Any numeric value may be (and occationally must be) preceeded by a type classification. This type classification insures that the size of the numeric value is the size of the type declared.

A character constant is produced by putting the value in single quotes ('). Only a single character is expected. The conversion is defaulted to the conversion specified at compile time in the compiler, and thus is system specific. This default may be overridden though by defining __CHAR_CONST_TYPE__ to __ANSI__ or __UNICODE__. Note that any character may be escaped, with the standard C conversions (\n = newline, etc).

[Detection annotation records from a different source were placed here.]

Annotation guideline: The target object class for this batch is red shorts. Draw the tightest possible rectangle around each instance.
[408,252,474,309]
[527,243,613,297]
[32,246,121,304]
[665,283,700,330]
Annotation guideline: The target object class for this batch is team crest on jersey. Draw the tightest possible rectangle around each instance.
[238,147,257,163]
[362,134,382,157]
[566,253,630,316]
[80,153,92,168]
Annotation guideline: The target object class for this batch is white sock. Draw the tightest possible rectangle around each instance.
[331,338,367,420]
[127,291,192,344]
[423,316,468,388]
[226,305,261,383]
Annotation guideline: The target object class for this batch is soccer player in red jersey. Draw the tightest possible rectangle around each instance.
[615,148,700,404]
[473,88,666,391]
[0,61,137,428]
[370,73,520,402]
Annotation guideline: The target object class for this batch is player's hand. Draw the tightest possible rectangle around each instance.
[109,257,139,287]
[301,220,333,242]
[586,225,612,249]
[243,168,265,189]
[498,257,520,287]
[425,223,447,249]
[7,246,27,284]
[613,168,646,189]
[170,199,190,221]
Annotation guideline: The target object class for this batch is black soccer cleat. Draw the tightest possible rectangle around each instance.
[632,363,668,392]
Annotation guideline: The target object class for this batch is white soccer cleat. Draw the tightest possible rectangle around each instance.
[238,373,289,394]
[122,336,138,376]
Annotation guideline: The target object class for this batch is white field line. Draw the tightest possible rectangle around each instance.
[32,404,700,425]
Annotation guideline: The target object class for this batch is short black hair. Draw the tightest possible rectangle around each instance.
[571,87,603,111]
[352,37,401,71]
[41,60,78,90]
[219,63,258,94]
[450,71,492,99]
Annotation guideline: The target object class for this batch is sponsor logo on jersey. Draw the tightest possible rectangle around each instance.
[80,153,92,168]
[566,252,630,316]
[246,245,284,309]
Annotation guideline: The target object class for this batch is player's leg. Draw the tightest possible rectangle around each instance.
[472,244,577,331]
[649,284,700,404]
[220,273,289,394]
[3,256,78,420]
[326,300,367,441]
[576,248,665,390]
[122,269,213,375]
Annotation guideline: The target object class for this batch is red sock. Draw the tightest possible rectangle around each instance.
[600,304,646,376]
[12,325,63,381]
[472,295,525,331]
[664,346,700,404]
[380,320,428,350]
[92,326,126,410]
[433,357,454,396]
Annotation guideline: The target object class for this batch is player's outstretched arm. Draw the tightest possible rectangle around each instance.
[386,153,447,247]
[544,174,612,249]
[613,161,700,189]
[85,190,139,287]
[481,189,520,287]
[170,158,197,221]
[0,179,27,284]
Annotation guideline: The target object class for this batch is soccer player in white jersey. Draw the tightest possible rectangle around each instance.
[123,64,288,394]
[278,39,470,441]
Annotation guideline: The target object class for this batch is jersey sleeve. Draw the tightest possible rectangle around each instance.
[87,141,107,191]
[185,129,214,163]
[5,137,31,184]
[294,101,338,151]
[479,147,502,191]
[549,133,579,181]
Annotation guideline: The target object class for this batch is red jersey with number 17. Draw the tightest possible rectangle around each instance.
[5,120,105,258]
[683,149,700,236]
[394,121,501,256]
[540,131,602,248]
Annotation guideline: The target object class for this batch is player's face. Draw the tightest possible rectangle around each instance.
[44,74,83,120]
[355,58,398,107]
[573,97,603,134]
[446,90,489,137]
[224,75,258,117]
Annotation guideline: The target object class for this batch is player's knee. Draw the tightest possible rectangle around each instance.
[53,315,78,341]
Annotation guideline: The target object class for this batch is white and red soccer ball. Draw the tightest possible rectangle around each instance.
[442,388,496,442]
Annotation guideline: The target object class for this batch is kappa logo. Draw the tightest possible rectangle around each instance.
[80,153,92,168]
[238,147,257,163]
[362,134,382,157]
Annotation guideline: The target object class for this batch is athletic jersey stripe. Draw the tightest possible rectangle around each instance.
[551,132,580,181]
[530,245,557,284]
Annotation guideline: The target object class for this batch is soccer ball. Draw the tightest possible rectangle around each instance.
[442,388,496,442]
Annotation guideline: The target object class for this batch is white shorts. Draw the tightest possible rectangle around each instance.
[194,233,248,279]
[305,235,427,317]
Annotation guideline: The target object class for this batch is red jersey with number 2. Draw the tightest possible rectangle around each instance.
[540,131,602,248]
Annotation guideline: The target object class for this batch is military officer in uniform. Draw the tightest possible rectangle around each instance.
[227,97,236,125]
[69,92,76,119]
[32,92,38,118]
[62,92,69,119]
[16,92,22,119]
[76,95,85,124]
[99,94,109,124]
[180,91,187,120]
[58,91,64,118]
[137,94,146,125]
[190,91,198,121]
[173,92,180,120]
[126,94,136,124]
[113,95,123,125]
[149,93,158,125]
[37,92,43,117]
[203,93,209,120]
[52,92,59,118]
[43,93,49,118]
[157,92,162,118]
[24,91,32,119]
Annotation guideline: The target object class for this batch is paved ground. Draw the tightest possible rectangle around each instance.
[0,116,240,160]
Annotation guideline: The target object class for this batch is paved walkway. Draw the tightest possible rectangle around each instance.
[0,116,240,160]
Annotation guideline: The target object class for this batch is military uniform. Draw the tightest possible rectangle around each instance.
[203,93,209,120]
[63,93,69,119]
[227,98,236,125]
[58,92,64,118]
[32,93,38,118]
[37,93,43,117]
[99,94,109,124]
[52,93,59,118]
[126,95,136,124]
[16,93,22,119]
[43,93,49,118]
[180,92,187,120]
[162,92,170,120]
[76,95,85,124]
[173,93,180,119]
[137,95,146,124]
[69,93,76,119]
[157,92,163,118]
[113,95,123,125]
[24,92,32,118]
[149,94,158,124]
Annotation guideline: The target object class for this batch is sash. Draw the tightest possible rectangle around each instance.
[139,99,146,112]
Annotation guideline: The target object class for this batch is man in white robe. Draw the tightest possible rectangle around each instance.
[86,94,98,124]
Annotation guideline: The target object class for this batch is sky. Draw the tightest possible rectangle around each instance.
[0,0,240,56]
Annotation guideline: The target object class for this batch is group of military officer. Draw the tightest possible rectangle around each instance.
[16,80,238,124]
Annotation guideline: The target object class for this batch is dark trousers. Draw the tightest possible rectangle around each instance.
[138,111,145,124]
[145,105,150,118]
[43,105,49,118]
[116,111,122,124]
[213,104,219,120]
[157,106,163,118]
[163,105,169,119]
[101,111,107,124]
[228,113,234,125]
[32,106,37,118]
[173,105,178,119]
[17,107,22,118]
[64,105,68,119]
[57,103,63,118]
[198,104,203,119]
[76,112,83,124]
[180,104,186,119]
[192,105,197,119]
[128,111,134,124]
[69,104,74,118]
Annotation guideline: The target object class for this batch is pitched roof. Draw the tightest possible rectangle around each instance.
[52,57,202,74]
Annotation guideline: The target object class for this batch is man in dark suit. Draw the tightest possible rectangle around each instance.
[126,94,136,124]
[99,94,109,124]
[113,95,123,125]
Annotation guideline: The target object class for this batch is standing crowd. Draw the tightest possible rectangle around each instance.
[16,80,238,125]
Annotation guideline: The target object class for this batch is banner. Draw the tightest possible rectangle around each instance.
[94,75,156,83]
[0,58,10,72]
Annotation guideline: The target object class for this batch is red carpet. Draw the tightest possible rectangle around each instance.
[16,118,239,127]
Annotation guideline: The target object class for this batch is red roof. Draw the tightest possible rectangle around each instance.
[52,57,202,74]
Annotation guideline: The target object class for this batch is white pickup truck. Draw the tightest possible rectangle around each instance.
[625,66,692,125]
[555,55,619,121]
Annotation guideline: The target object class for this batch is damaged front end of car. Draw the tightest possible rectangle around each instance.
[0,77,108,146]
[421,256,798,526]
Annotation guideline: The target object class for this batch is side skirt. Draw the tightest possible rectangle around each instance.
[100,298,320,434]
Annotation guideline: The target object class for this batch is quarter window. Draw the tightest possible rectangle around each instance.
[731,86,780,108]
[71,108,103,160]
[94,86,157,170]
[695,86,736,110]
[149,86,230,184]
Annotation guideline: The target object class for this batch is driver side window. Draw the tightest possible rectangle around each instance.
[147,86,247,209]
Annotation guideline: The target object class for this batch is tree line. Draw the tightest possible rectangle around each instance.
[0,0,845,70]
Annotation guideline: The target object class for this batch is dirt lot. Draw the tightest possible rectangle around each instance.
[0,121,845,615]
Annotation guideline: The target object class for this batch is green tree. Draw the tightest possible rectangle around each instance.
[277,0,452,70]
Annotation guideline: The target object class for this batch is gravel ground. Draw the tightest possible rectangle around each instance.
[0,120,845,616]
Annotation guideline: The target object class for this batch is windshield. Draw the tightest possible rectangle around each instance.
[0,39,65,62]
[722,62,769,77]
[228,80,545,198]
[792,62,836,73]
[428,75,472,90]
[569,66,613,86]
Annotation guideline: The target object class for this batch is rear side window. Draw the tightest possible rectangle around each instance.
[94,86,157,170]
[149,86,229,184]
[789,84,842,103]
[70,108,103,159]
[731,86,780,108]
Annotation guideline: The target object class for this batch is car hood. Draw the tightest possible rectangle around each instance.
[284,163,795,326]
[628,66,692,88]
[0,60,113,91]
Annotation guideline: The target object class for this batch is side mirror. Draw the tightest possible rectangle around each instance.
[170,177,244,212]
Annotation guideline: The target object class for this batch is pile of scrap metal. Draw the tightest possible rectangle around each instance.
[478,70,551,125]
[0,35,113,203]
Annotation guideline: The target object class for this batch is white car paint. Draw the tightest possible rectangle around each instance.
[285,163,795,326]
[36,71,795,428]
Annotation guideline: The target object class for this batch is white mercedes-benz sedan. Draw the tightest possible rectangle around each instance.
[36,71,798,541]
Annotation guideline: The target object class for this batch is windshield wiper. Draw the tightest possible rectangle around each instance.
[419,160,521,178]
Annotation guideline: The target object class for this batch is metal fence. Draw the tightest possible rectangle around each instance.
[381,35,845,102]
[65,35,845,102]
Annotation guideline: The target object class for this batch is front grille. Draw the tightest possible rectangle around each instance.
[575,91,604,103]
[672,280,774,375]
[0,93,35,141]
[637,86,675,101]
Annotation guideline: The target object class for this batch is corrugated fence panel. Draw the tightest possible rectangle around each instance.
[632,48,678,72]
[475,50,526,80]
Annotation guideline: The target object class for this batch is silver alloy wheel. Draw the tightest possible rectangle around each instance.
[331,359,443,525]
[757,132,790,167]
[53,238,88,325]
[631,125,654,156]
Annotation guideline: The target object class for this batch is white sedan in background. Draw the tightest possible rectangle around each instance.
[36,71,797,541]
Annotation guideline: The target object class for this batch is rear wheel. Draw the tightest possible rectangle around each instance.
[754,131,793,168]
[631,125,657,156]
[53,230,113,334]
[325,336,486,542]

A string is any number of characters occuring enclosed in double quotes ("). Any one of which may be escaped. Quotes can be extended across lines by escaping the newline (with a backslash ending the line) or by closing the quote, and then continuing it on the next line. Thus, any number of string definitions occuring in a row are concatenated together. Note that unlike C, string constants are highly discouraged in open code. It's suggested that string constants be seperately allocated. This is to increase code quality. Use of string constants in open code should only be done when there is absolutely no reason to pollute name-space with the string.

Type Casting

The type of a value may be changed by preceeding the value with a cast to a type. The format for a type cast is:

'(' <type> ')'

Casting a value does _NOT_ change it's actual data, and performs no conversion on the value. Thus, a float value casted into an int, will produce a value in the int, which is the exact bit representation of the float value, zero-extended if necessary. It's important to realize that you must manual convert all values yourself! Note though, that prebuilt functions are provided for converting so that these operations need not be re-implemented each time. These functions are defined as:

int float2int ( float value );

float int2float ( int value );

int sign ( <size-specific-type> value );

No conversion between semi-size-specified values (double, single, long, short, etc...) is provided since most math operations are intended to be done only in the int and float values. The sign function is provided to insure proper sign conversion between a size-specific value and the non-size-specific value.

The lack of automated conversion should allow for easy pointer manipulation, without resorting the work-arounds in C of using UNIONs, thus is the reason why C-flat does not provide a similar type to a UNION.